So Dark Souls II has been out for little over a month and I’ve managed to pour about two hundred and fifty hour into it. Needless to say, the game is a lot of fun. One thing I’ve consistently aimed for is to achieve a similar level of entertainment when it comes to my own personal indie development.
I decided to look back through some of the old age NES games for something that might act as a catalyst to spark some “Dark Souls” creativity of my own. Being one guy I can’t really develop a huge 3D project like Dark Souls. I’m more of a 2D guy. I’m terrible at making game sprites but I’m really good at programming. In past projects I’ve attempted to integrate elements of Dark Souls into Roguelike gameplay. All and all I spent close to four month developing a Roguelike called Lurid and even though I learned a lot I don’t feel there is anything left to develop. The gameplay was majorly lacking and game in general was poorly designed.
So I feel it’s time to move to a new project. More or less I’ll still maintain the same goals I had when developing Lurid but now I intend to spend more time ironing out gameplay.
The first “model” game I’ve picked is an old-school NES game called Sword Master. Sword Master is similar to Dark Souls in that what both games lack in story they make up for in game mechanics and gameplay. I intend to learn from Sword Master and the choices made by the developer Athena. Previous to Sword Master Athena worked on a game called Castle of Dragon which contains similar game mechanics. Many of the reviews I’ve read agree that Sword Master is a better game.
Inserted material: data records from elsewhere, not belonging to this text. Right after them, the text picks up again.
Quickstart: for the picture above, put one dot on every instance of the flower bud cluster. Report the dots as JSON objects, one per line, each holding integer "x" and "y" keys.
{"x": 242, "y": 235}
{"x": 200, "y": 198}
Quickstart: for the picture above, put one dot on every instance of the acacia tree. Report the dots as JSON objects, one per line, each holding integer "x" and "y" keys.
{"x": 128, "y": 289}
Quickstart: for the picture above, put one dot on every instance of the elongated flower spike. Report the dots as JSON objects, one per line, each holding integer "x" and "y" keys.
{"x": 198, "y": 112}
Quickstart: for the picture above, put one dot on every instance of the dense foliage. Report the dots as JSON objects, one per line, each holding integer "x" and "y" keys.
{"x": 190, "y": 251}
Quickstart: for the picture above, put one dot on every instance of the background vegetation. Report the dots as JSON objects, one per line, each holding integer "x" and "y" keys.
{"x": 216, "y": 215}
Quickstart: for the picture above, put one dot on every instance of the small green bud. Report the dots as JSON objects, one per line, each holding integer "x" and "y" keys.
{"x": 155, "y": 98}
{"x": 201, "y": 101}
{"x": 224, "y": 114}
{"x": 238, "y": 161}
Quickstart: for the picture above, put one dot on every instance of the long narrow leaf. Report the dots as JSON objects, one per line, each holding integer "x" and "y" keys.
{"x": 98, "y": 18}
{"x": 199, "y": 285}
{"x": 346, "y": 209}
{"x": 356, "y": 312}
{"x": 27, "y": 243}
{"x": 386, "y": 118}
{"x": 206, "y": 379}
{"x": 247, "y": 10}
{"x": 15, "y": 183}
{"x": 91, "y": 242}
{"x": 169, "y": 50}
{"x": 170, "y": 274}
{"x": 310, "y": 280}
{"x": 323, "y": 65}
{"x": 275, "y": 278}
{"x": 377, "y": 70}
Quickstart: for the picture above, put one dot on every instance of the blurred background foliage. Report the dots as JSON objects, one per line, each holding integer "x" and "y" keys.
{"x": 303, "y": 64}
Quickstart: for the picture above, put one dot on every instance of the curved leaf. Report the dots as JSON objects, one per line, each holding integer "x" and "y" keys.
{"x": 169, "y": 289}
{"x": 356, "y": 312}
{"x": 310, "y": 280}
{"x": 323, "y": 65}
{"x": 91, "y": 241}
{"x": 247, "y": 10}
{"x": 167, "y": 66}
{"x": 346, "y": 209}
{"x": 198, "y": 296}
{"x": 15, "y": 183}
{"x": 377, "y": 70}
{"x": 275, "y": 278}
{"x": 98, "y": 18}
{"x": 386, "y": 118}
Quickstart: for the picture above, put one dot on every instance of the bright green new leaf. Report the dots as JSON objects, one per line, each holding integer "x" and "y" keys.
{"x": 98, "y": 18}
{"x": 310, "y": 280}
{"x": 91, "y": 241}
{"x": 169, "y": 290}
To better understand the design philosophy I will be making an effort to understand why certain choices were made when developing Sword Master and why the developer thought other aspects of Castle of Dragon were flawed.
Knowing a step forward
I already have a few ideas for changes I’d like to make to the series but before I start tearing the game apart and building my own version I need to understand what is critical to the game’s formula and what is less important to the game’s success. Both games (Sword Master and Castle of Dragon) may not have been as popular as say Zelda or Final Fantasy but they did sell plenty of copies and Castle of Dragon must of had some appeal for the Publisher to allow for the following title, “Sword Master”.
After playing a bit of Sword Master two thoughts popped in my mind:
- Would a roll mechanic work well here? Allowing the player an addition dodge mechanic as well as allowing the player to attack from both the left and right sides of the enemy.
- Does the game have to be side-scrolling? How would the experience change if the game had more platforming elements like in Wizards & Magic?
The difficulty here is that any verdict on the answer to these questions would have to be proven by prototyping. A lot of prototyping. As a developer, each individual game mechanic must be completely understood. If I was able to meet with the Athena team and ask them these questions what would they say?
Possibly something like “well, in testing we realized…” etc. I have to get on their level to know the difference between a step forward and a step backwards. This means I need to prototype with flexibility in mind because it is highly unlikely that my first impulse will be the right one.